After having added a terminal standby database to an existing configuration, the Data Guard Broker configuration seemed unhappy with communicating with the new member. The output from "show configuration" showed the following:
DGMGRL> show configuration;
Configuration - DB01
Protection Mode: MaxPerformance
Members:
DB01 - Primary database
DB01_STB - Physical standby database
DB01_TSTB - Physical standby database (receiving current redo)
Error: ORA-16665: time out waiting for the result from a member
DB01_RO - Physical standby database
When looking at the details by using
show database verbose "DB01_TSTB"
the entire operation would take very long, and at the, the following message is displayed:
Database Status:
DGM-17016: failed to retrieve status for database "DB01_TSTB"
ORA-16665: time out waiting for the result from a member
The broker log file showed:
09/02/2020 15:08:52
Data Guard Broker Status Summary:
Type Name Severity Status
Configuration DB01 Warning ORA-16607
Primary Database DB01 Success ORA-0
Physical Standby Database DB01_STB Success ORA-0
Physical Standby Database DB01_RO Success ORA-0
Physical Standby Database DB01_TSTB Error ORA-16665
Root cause here was firewalls.
The terminal standby database could not reach the primary database.

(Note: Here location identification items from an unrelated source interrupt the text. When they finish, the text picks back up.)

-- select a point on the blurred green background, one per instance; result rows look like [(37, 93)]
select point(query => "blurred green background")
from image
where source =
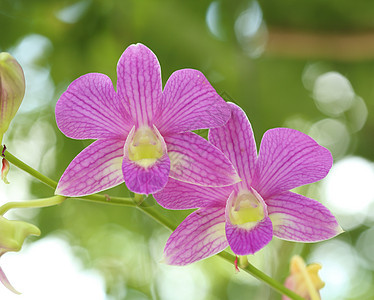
[(307, 65)]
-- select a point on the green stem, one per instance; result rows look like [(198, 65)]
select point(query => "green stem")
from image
[(250, 269), (32, 204), (151, 211)]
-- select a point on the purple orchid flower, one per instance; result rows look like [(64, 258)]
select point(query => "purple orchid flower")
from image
[(143, 133), (245, 216)]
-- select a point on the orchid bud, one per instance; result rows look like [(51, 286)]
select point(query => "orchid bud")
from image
[(304, 280), (12, 236), (4, 170), (12, 90)]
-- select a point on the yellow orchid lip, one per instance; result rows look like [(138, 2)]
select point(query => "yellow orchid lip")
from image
[(145, 147), (248, 207)]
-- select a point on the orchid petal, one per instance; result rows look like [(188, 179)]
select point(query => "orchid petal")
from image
[(244, 241), (237, 142), (4, 280), (298, 218), (96, 168), (148, 176), (139, 83), (247, 238), (180, 195), (189, 102), (288, 159), (200, 235), (88, 109), (148, 180), (195, 160)]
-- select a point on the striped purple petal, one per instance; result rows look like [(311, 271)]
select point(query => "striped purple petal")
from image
[(139, 83), (195, 160), (236, 141), (96, 168), (89, 109), (189, 102), (288, 159), (200, 235), (180, 195), (298, 218)]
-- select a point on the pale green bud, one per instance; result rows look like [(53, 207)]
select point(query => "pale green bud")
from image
[(12, 90), (12, 236)]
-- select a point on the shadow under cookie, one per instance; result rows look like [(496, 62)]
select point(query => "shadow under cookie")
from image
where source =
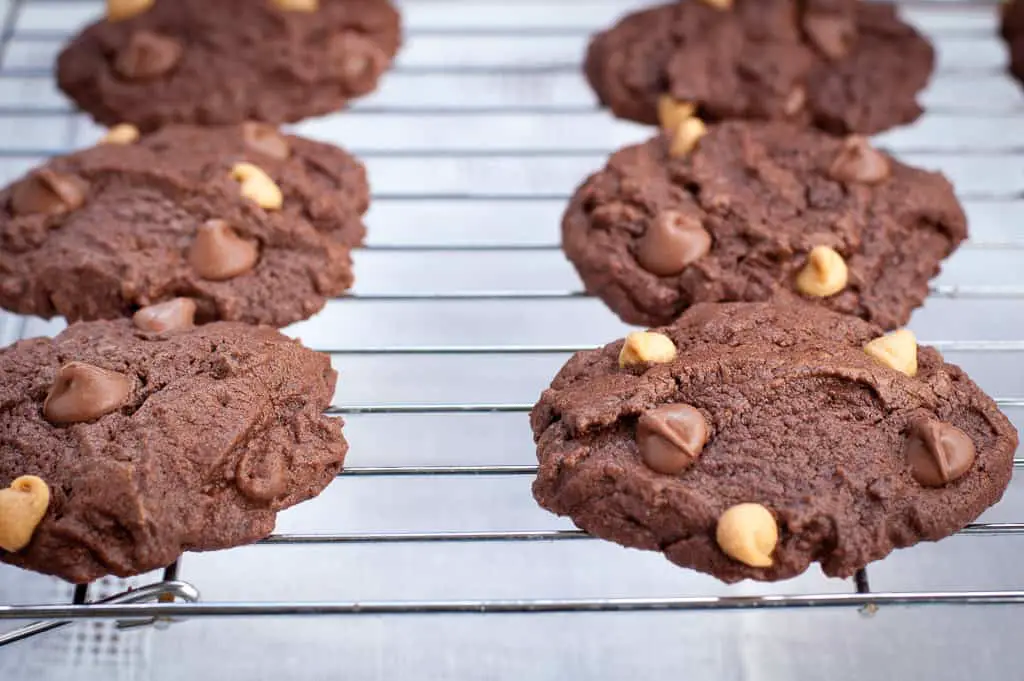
[(748, 440), (844, 67), (154, 62), (252, 224), (122, 448)]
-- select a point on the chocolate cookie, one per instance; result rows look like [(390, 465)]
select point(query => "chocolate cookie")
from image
[(123, 444), (749, 440), (254, 225), (760, 210), (844, 66), (156, 61), (1013, 31)]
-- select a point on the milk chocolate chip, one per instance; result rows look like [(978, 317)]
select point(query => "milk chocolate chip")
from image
[(147, 55), (83, 392), (48, 193), (265, 139), (859, 162), (176, 314), (673, 241), (218, 253), (671, 437), (355, 59), (832, 34), (937, 453)]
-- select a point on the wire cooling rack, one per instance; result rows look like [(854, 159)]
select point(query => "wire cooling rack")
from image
[(463, 310)]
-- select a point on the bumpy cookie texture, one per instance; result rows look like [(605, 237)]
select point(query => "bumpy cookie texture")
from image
[(221, 426), (1013, 32), (844, 66), (799, 420), (228, 60), (107, 230), (768, 195)]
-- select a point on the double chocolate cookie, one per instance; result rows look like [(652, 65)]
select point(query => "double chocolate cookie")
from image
[(156, 61), (1013, 31), (844, 66), (749, 211), (124, 443), (749, 440), (252, 224)]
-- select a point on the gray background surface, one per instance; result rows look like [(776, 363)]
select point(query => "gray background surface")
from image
[(473, 143)]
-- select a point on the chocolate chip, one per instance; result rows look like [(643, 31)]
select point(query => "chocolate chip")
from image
[(83, 392), (859, 162), (832, 34), (48, 193), (265, 139), (356, 59), (673, 241), (671, 437), (218, 253), (937, 453), (176, 314), (147, 55)]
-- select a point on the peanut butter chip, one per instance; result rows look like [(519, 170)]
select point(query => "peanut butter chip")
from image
[(218, 253), (296, 5), (23, 507), (671, 437), (265, 139), (176, 314), (48, 193), (147, 55), (123, 133), (83, 392), (646, 347), (859, 162), (672, 112), (673, 242), (686, 136), (938, 453), (118, 10), (832, 34)]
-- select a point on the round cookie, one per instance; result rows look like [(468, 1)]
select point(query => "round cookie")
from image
[(844, 66), (155, 442), (773, 436), (154, 62), (254, 225), (1013, 31), (744, 214)]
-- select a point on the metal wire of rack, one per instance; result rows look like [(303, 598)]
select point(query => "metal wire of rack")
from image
[(500, 136)]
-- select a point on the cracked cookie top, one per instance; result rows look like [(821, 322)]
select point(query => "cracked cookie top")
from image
[(753, 211), (154, 441), (748, 440)]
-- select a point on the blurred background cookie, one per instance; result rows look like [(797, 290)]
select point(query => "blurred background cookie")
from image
[(156, 61)]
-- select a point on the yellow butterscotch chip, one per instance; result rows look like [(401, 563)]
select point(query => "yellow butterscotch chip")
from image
[(118, 10), (824, 274), (258, 186), (123, 133), (897, 350), (646, 347), (297, 5), (748, 533), (23, 506), (687, 134), (672, 112)]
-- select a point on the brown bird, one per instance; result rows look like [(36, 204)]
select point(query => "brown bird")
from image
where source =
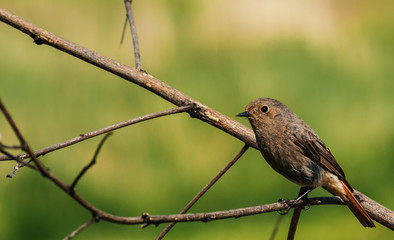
[(294, 150)]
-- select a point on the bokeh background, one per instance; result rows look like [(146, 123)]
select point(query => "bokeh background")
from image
[(329, 61)]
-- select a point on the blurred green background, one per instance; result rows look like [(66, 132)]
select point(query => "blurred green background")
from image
[(331, 62)]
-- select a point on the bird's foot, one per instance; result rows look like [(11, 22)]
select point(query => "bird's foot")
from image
[(285, 202)]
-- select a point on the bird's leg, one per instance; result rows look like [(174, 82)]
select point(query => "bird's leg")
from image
[(303, 195)]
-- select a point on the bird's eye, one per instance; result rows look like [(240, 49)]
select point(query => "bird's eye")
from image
[(264, 109)]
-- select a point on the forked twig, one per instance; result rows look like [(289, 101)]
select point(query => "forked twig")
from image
[(204, 190), (98, 132), (92, 162)]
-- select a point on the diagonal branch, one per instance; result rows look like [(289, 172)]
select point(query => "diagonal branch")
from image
[(82, 227), (200, 111), (205, 189), (140, 78), (98, 132), (92, 162)]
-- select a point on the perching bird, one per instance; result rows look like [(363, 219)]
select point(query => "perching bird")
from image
[(295, 151)]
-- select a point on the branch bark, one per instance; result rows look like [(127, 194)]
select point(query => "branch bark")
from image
[(198, 110)]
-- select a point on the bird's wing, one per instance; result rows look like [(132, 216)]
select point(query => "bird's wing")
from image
[(314, 148)]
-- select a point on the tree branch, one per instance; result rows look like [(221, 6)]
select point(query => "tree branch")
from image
[(205, 189), (140, 78), (200, 111), (92, 162), (98, 132)]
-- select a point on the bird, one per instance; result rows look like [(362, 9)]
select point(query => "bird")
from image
[(293, 149)]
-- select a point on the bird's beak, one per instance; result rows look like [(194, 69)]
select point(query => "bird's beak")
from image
[(243, 114)]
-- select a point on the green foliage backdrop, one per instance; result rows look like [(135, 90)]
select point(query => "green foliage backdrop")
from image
[(330, 61)]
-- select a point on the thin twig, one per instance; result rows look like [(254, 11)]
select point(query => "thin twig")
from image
[(25, 146), (205, 189), (9, 146), (82, 227), (142, 79), (98, 132), (123, 31), (92, 162), (130, 17)]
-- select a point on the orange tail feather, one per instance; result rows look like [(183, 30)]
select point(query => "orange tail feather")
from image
[(356, 208)]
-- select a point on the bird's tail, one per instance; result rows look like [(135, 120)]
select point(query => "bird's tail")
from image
[(356, 208)]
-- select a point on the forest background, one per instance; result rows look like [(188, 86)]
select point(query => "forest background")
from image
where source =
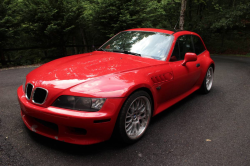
[(37, 31)]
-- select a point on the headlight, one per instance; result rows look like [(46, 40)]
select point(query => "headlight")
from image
[(79, 103), (24, 86)]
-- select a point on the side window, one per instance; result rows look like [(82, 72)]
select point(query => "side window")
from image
[(182, 46), (198, 45)]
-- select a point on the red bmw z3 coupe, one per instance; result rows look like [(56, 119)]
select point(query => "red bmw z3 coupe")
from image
[(138, 73)]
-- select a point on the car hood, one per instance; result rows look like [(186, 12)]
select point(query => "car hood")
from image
[(73, 70)]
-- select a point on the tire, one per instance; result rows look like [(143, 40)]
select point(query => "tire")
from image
[(208, 81), (134, 117)]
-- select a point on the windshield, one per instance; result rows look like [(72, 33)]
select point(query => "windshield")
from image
[(145, 44)]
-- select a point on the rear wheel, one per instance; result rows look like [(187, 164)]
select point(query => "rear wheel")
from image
[(135, 116), (208, 81)]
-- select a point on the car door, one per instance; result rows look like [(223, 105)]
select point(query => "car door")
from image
[(186, 76)]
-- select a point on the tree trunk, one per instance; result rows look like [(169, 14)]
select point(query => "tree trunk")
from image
[(84, 40), (182, 13), (75, 48), (3, 60)]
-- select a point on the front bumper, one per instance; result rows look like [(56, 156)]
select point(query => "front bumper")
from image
[(77, 127)]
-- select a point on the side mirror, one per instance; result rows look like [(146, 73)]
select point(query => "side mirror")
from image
[(189, 57)]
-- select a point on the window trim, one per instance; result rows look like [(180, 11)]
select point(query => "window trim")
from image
[(192, 45)]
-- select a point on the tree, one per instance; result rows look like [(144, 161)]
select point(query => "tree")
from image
[(182, 13)]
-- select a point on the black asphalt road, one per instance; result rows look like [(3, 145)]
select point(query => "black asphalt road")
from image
[(212, 129)]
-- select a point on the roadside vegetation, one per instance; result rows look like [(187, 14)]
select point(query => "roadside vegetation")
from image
[(37, 31)]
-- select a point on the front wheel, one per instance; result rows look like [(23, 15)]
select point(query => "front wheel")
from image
[(208, 81), (135, 116)]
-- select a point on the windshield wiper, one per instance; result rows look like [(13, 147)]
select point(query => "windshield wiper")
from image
[(100, 49), (127, 52)]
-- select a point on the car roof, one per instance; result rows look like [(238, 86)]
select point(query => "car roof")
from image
[(177, 33), (151, 30)]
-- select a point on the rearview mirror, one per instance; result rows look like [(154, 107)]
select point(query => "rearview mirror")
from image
[(189, 57)]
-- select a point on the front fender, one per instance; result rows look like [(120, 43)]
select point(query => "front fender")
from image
[(114, 85)]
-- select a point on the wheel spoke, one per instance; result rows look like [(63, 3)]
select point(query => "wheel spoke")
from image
[(137, 117)]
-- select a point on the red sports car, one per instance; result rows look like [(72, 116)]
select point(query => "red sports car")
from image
[(83, 99)]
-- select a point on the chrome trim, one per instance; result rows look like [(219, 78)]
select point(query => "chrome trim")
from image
[(31, 93), (44, 98)]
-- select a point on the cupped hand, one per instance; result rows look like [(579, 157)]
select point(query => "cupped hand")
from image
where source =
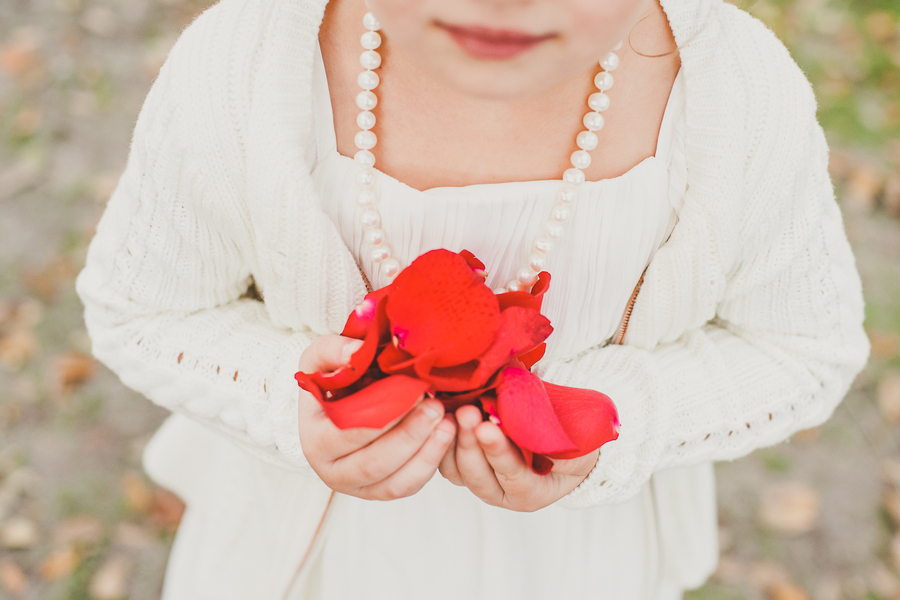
[(376, 464), (484, 460)]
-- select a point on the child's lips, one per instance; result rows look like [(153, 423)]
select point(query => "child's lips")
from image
[(490, 43)]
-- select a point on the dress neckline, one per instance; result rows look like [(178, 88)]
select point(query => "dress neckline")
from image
[(326, 137)]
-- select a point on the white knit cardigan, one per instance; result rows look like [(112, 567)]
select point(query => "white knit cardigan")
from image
[(748, 327)]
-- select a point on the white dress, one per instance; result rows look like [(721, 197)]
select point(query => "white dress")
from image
[(444, 543)]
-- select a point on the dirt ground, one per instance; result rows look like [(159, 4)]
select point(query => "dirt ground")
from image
[(813, 518)]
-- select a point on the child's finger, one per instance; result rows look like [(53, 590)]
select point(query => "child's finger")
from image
[(473, 467), (448, 466), (323, 439), (410, 478), (386, 454), (509, 467)]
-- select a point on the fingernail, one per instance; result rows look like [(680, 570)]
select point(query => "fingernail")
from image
[(444, 432), (349, 349), (431, 410)]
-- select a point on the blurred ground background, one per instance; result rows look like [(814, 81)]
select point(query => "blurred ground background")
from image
[(815, 518)]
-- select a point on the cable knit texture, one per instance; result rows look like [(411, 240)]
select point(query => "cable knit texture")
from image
[(748, 327)]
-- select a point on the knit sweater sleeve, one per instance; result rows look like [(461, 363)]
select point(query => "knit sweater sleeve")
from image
[(778, 355), (163, 283)]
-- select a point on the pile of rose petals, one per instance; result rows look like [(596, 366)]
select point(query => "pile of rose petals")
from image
[(439, 330)]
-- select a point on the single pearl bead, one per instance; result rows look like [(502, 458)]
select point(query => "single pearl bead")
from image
[(543, 245), (537, 262), (368, 80), (371, 23), (365, 198), (366, 140), (526, 276), (370, 40), (374, 237), (598, 102), (370, 60), (560, 214), (390, 267), (593, 121), (364, 158), (567, 195), (580, 159), (366, 100), (514, 286), (370, 218), (365, 177), (610, 62), (587, 140), (380, 253), (365, 120), (553, 230), (603, 81), (574, 176)]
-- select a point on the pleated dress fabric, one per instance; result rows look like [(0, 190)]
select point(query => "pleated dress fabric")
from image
[(444, 542)]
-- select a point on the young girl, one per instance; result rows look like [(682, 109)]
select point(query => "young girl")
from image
[(702, 163)]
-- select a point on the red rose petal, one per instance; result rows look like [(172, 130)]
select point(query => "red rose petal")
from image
[(438, 304), (363, 316), (369, 320), (530, 358), (521, 330), (373, 406), (532, 299), (588, 417), (473, 262), (540, 464), (527, 416)]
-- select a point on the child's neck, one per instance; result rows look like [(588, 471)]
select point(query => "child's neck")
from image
[(432, 136)]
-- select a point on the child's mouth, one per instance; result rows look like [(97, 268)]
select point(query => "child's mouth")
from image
[(487, 43)]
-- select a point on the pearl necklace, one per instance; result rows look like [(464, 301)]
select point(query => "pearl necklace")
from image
[(365, 140)]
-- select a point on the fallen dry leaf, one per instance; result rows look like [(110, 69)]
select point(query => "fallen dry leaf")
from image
[(884, 345), (766, 574), (167, 509), (110, 582), (18, 533), (19, 481), (888, 395), (138, 494), (72, 370), (60, 563), (790, 508), (730, 570), (890, 499), (895, 550), (884, 583), (892, 195), (17, 347), (786, 591), (83, 530), (12, 577)]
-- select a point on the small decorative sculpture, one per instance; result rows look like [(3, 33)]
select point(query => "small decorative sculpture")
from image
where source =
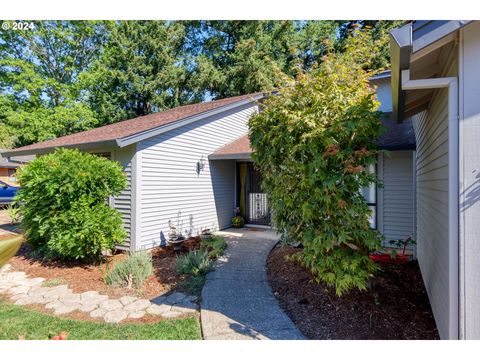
[(174, 238)]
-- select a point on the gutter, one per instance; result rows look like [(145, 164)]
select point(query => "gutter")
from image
[(128, 140), (236, 156), (45, 150), (451, 83)]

Although the terminal standby database isn't set up to receive redo data from the primary database directly, in a broker configuration all members must be able to communicate with eachother.
A good tool for troubleshooting issues dealing with ports and firewalls is nmap.
I installed it on the terminal server and issued:
[root@db04_server ~]# nmap -n -p 1511 db01_sever.oric.no
Starting Nmap 6.40 ( http://nmap.org ) at 2020-09-02 14:23 CEST
Nmap scan report for db01_sever.oric.no (xxx.xxx.xxx.xxx)
Host is up (0.016s latency).
PORT STATE SERVICE
1511/tcp filtered 3l-l1
Nmap done: 1 IP address (1 host up) scanned in 0.49 seconds
A filtered port means that it is not possible to determine whether the port is open or closed, most often due to firewalls along the way.
Further checks in the firewall log files showed
action=Drop service=1511 dst=xxx.xxx.xxx.xxx scr=yyy.yyy.yyy.yyy
where xxx.xxx.xxx.xxx was matching the ipadress of the terminal standby server, while yyy.yyy.yyy.yyy was matching the ipadress of the primary server.
The network admin opened the port, and the ORA-16665 immediately disappeared from the dgmgrl output.